For years he put that motto into practice on campouts, in school, in sports, and at home. To him, being prepared meant not letting events control him. Instead, he sought to control events by being properly equipped and trained. He packed his snakebite kit, poncho, pocketknife, and Scout-gear religiously—seldom using much of it, but learning the value of planning. He did his homework, studied to be ready for questions at school, and seldom missed an opportunity to train for athletics—even dribbling a basketball all the way to and from school. He read Boys Life monthly and took to heart the accounts of rescue and helping others in emergencies.
He repeated the Scout Oath and Law so often they became a part of him. Honor and doing one’s best for God and country were not just sayings, but goals to live by. Trustworthiness, loyalty, helpfulness, friendliness, courteousness, kindness, obedience, cheerfulness, thriftiness, bravery, cleanliness, and reverence for God were high ideals that guided his thinking, if not always his actions.

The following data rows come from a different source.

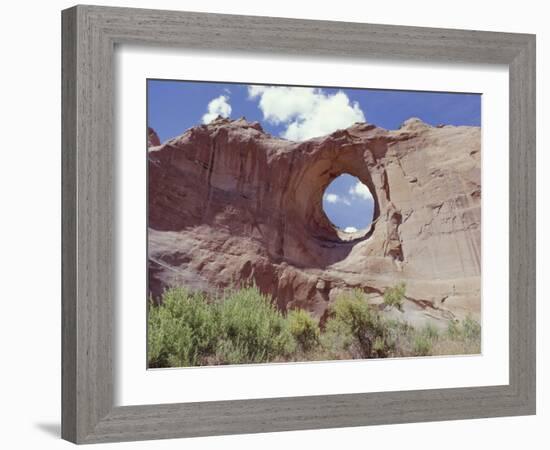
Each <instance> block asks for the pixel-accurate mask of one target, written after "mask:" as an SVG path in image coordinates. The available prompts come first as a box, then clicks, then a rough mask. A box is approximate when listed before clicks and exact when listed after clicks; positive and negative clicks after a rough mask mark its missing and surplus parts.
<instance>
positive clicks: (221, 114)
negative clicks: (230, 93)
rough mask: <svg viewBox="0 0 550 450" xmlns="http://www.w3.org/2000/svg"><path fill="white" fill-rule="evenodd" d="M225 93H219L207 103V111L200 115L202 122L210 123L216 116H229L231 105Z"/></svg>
mask: <svg viewBox="0 0 550 450" xmlns="http://www.w3.org/2000/svg"><path fill="white" fill-rule="evenodd" d="M228 101H229V97H228V96H227V95H220V96H219V97H216V98H215V99H213V100H211V101H210V103H208V112H207V113H206V114H205V115H204V116H202V123H206V124H208V123H210V122H212V121H213V120H214V119H215V118H216V117H218V116H222V117H229V115H230V114H231V105H230V104H229V103H228Z"/></svg>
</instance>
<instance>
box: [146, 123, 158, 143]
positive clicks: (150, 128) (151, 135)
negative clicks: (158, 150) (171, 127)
mask: <svg viewBox="0 0 550 450" xmlns="http://www.w3.org/2000/svg"><path fill="white" fill-rule="evenodd" d="M157 145H160V139H159V137H158V134H157V132H156V131H155V130H153V129H152V128H150V127H147V148H149V147H156V146H157Z"/></svg>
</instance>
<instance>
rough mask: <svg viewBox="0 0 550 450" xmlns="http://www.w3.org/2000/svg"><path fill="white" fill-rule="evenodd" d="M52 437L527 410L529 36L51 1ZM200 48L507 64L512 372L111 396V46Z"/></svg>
mask: <svg viewBox="0 0 550 450" xmlns="http://www.w3.org/2000/svg"><path fill="white" fill-rule="evenodd" d="M62 31H63V44H62V53H63V56H62V69H63V70H62V72H63V74H62V81H63V88H62V93H63V95H62V103H63V112H62V121H63V133H62V147H63V149H62V150H63V156H62V166H63V169H62V174H63V181H62V204H63V219H62V224H63V225H62V227H63V231H62V232H63V246H62V257H63V263H62V267H63V279H62V327H63V330H62V361H63V368H62V369H63V376H62V406H63V413H62V437H63V438H64V439H67V440H70V441H73V442H76V443H94V442H106V441H127V440H140V439H160V438H176V437H188V436H207V435H220V434H234V433H259V432H271V431H284V430H301V429H314V428H333V427H349V426H360V425H373V424H387V423H402V422H412V421H417V422H420V421H433V420H451V419H466V418H479V417H493V416H511V415H526V414H534V413H535V36H533V35H527V34H509V33H493V32H483V31H464V30H449V29H435V28H417V27H405V26H388V25H370V24H359V23H342V22H328V21H307V20H294V19H280V18H269V17H247V16H233V15H218V14H201V13H188V12H174V11H156V10H143V9H126V8H109V7H97V6H76V7H73V8H70V9H67V10H65V11H63V13H62ZM119 43H141V44H154V45H159V46H178V47H184V48H192V49H199V50H201V49H202V50H211V49H215V50H220V49H221V50H228V51H240V52H249V51H255V52H265V53H266V54H286V55H289V54H294V55H321V56H323V57H328V58H341V57H348V58H349V57H352V58H364V57H378V58H392V59H408V60H424V61H437V62H442V61H443V62H445V61H447V62H467V63H484V64H487V63H488V64H506V65H508V67H509V73H510V280H509V284H510V299H509V301H510V383H509V384H508V385H503V386H489V387H474V388H456V389H433V390H422V391H406V392H382V393H364V394H349V395H325V396H310V397H287V398H277V399H263V400H239V401H216V402H202V403H179V404H169V405H140V406H122V407H114V406H113V369H112V339H113V320H112V316H113V311H114V304H113V302H114V281H115V280H114V273H115V270H114V269H115V263H114V260H113V239H114V236H113V216H114V207H115V196H114V192H113V189H114V180H113V174H114V172H113V164H114V160H115V152H116V148H115V147H114V144H113V120H114V117H113V98H114V95H113V94H114V93H113V52H114V47H115V45H116V44H119Z"/></svg>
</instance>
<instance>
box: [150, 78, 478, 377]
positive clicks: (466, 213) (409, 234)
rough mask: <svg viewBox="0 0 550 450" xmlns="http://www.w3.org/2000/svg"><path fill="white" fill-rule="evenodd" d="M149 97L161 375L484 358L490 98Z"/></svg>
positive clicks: (151, 305)
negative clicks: (483, 115) (488, 137)
mask: <svg viewBox="0 0 550 450" xmlns="http://www.w3.org/2000/svg"><path fill="white" fill-rule="evenodd" d="M146 83H147V85H146V89H147V136H146V138H147V144H146V149H147V150H146V156H147V190H148V192H147V215H148V217H147V258H148V260H147V271H148V280H147V281H148V283H147V284H148V288H147V293H146V305H147V360H148V361H147V366H148V368H150V369H155V368H168V367H190V366H212V365H228V364H259V363H292V362H305V361H332V360H353V359H367V358H399V357H426V356H443V355H472V354H474V355H475V354H480V353H481V192H482V191H481V97H482V96H481V94H477V93H460V92H456V93H455V92H420V91H406V90H381V89H367V88H343V87H342V88H341V87H328V86H284V85H262V84H246V83H242V84H241V83H223V82H201V81H185V80H164V79H148V80H147V81H146Z"/></svg>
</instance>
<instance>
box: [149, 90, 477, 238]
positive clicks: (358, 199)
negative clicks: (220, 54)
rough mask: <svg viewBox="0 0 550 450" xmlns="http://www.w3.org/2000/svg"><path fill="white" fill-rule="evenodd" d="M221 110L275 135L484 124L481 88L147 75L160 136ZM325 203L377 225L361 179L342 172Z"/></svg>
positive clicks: (343, 218)
mask: <svg viewBox="0 0 550 450" xmlns="http://www.w3.org/2000/svg"><path fill="white" fill-rule="evenodd" d="M218 114H219V115H222V116H223V117H230V118H232V119H237V118H239V117H242V116H244V117H246V119H247V120H249V121H259V122H260V123H261V124H262V127H263V128H264V130H265V131H267V132H268V133H271V134H272V135H274V136H279V137H282V138H285V139H290V140H293V141H301V140H306V139H309V138H311V137H315V136H322V135H326V134H329V133H331V132H333V131H335V130H337V129H341V128H347V127H348V126H350V125H352V124H353V123H355V122H365V121H366V122H368V123H373V124H375V125H377V126H379V127H382V128H386V129H389V130H392V129H397V128H399V126H400V125H401V124H402V123H403V122H404V121H405V120H407V119H409V118H410V117H418V118H420V119H421V120H423V121H424V122H426V123H428V124H430V125H439V124H445V125H473V126H480V125H481V95H479V94H465V93H441V92H416V91H396V90H394V91H391V90H376V89H349V88H346V89H340V88H325V87H323V88H305V87H286V86H262V85H254V86H252V85H247V84H234V83H205V82H188V81H173V80H147V123H148V126H150V127H152V128H153V129H154V130H155V131H156V132H157V134H158V135H159V138H160V140H161V142H164V141H166V140H167V139H170V138H172V137H175V136H178V135H180V134H182V133H183V132H185V131H186V130H187V129H189V128H191V127H193V126H196V125H199V124H201V123H208V122H209V121H211V120H213V119H214V118H215V117H216V116H217V115H218ZM323 208H324V210H325V212H326V214H327V216H328V217H329V219H330V220H331V221H332V223H333V224H334V225H336V226H337V227H339V228H341V229H343V230H344V229H345V228H348V230H349V231H353V230H354V229H362V228H365V227H367V226H368V225H369V224H370V220H371V219H372V210H373V201H372V197H371V196H370V195H369V192H368V189H367V188H366V186H364V185H362V184H361V183H360V182H359V180H357V179H353V177H351V176H350V175H342V176H340V177H338V178H337V179H336V180H334V181H333V183H332V184H331V185H330V186H329V187H328V188H327V189H326V191H325V195H324V197H323Z"/></svg>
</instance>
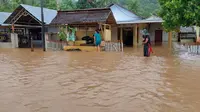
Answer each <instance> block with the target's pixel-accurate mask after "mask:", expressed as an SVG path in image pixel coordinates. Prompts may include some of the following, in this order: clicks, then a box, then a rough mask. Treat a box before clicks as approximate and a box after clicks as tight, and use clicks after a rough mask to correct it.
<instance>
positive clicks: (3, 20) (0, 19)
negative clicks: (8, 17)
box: [0, 12, 11, 25]
mask: <svg viewBox="0 0 200 112" xmlns="http://www.w3.org/2000/svg"><path fill="white" fill-rule="evenodd" d="M10 14H11V13H8V12H0V25H2V24H3V23H4V21H5V20H6V19H7V18H8V17H9V16H10Z"/></svg>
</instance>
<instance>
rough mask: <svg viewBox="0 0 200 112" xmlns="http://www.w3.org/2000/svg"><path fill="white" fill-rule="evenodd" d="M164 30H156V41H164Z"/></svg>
mask: <svg viewBox="0 0 200 112" xmlns="http://www.w3.org/2000/svg"><path fill="white" fill-rule="evenodd" d="M162 33H163V31H162V30H156V31H155V43H156V44H157V43H162Z"/></svg>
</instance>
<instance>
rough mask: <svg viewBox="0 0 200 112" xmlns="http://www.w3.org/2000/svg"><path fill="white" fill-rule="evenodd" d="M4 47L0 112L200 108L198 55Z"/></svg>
mask: <svg viewBox="0 0 200 112" xmlns="http://www.w3.org/2000/svg"><path fill="white" fill-rule="evenodd" d="M142 50H143V49H142V48H137V49H133V48H126V49H125V51H124V53H105V52H101V53H96V52H64V51H55V52H52V51H49V52H45V53H43V51H42V49H36V50H35V52H30V49H0V71H1V72H0V105H1V106H0V112H199V111H200V86H199V85H200V56H192V55H189V54H187V53H184V52H181V53H179V52H177V51H176V52H175V51H174V50H171V49H168V47H167V46H154V47H153V50H154V52H155V53H154V54H153V56H151V57H150V58H145V57H143V56H142V55H143V54H142V53H143V51H142Z"/></svg>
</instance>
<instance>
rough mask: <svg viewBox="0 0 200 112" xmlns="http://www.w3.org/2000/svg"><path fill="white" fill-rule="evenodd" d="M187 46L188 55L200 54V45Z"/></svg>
mask: <svg viewBox="0 0 200 112" xmlns="http://www.w3.org/2000/svg"><path fill="white" fill-rule="evenodd" d="M186 46H187V50H188V53H191V54H198V55H199V54H200V44H188V45H186Z"/></svg>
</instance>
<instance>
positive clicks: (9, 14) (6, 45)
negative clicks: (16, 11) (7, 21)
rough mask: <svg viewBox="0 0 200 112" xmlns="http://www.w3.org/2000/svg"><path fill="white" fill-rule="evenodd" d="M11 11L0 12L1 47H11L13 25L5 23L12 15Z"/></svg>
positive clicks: (4, 47) (9, 47)
mask: <svg viewBox="0 0 200 112" xmlns="http://www.w3.org/2000/svg"><path fill="white" fill-rule="evenodd" d="M10 14H11V13H8V12H0V48H11V47H12V45H11V38H10V34H9V32H10V31H11V30H10V29H11V27H10V25H8V24H4V21H5V20H6V19H7V18H8V17H9V16H10Z"/></svg>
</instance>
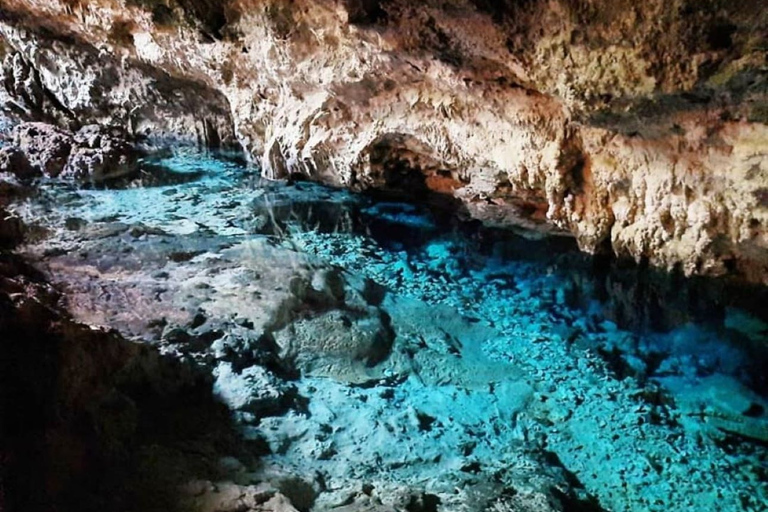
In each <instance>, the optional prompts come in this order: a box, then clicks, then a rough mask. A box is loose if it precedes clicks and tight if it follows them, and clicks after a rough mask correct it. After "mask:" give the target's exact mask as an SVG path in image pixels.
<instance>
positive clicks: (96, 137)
mask: <svg viewBox="0 0 768 512" xmlns="http://www.w3.org/2000/svg"><path fill="white" fill-rule="evenodd" d="M120 135H121V134H120V133H119V132H118V131H115V130H110V129H109V128H107V127H104V126H99V125H88V126H84V127H83V128H81V129H80V130H79V131H78V132H77V133H76V134H75V136H74V142H75V143H74V146H73V149H72V152H71V154H70V156H69V159H68V160H67V163H66V166H65V167H64V171H63V173H62V177H66V178H72V179H75V180H78V181H91V182H101V181H105V180H109V179H114V178H119V177H123V176H127V175H130V174H132V173H134V172H136V170H137V169H138V151H136V150H135V148H134V147H133V146H132V145H131V144H130V143H128V142H127V141H126V140H125V138H123V137H121V136H120Z"/></svg>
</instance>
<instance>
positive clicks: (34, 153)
mask: <svg viewBox="0 0 768 512" xmlns="http://www.w3.org/2000/svg"><path fill="white" fill-rule="evenodd" d="M13 144H14V146H15V147H16V148H18V149H19V151H21V152H23V153H24V155H25V156H26V159H27V161H28V162H29V164H30V166H31V170H32V172H35V173H38V174H40V175H45V176H48V177H50V178H56V177H58V176H59V175H60V174H61V173H62V171H64V167H65V166H66V165H67V159H68V158H69V155H70V153H71V151H72V145H73V144H74V139H73V137H72V134H70V133H68V132H66V131H64V130H61V129H58V128H56V127H54V126H52V125H49V124H44V123H24V124H20V125H18V126H16V127H15V128H14V129H13Z"/></svg>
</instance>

That preparation paid off. He got into a good college, advanced in athletics, went to grad school, and became a leader in the military, business, and the church. The principles he learned in Scouting gave him confidence, direction, and pride—a pride that turned to arrogance and the self-delusion that one could do anything if determined enough. Little did he know he’d become a moralist, a modern day Pharisee, depending on his own self-discipline and abilities to hold to the principles he’d learned. He was now independent and self justified, or so he thought.
He knew the principles—he didn’t know their source. He was a socially acceptable success in every way and yet enslaved to his motto. How could one be prepared for all that life hurls at us? Being prepared to be a husband, father, CEO, godly man, teacher, protector, provider, and family spiritual leader was overwhelming. He was hard on himself and everyone near him, unforgiving and demanding of all. Doing was all; being was unknown.
Along came grace. Some say it turns the world upside down, but for him it turned it right-side up. At first he thought this “Christianity stuff” was a great add-on, but he learned differently. He needed a complete lobotomy. Christ was not a bauble to pin on to an already solid character but a life-giver to a putridly dead corpse. Corpses have no redeeming qualities to add onto. None of the principles he’d learned were bad, but without their source, Christ, they were cold, lifeless, and stifling. The principles needed to be the genuine outgrowth of who he’d become and not the basis for earning merit badges.
Finally he was really prepared—prepared for the one encounter that all men and women will face, bar none—an appointment with his Creator. Now his motto was not “Be prepared,” but, “I was prepared by Another, and I am now prepared.”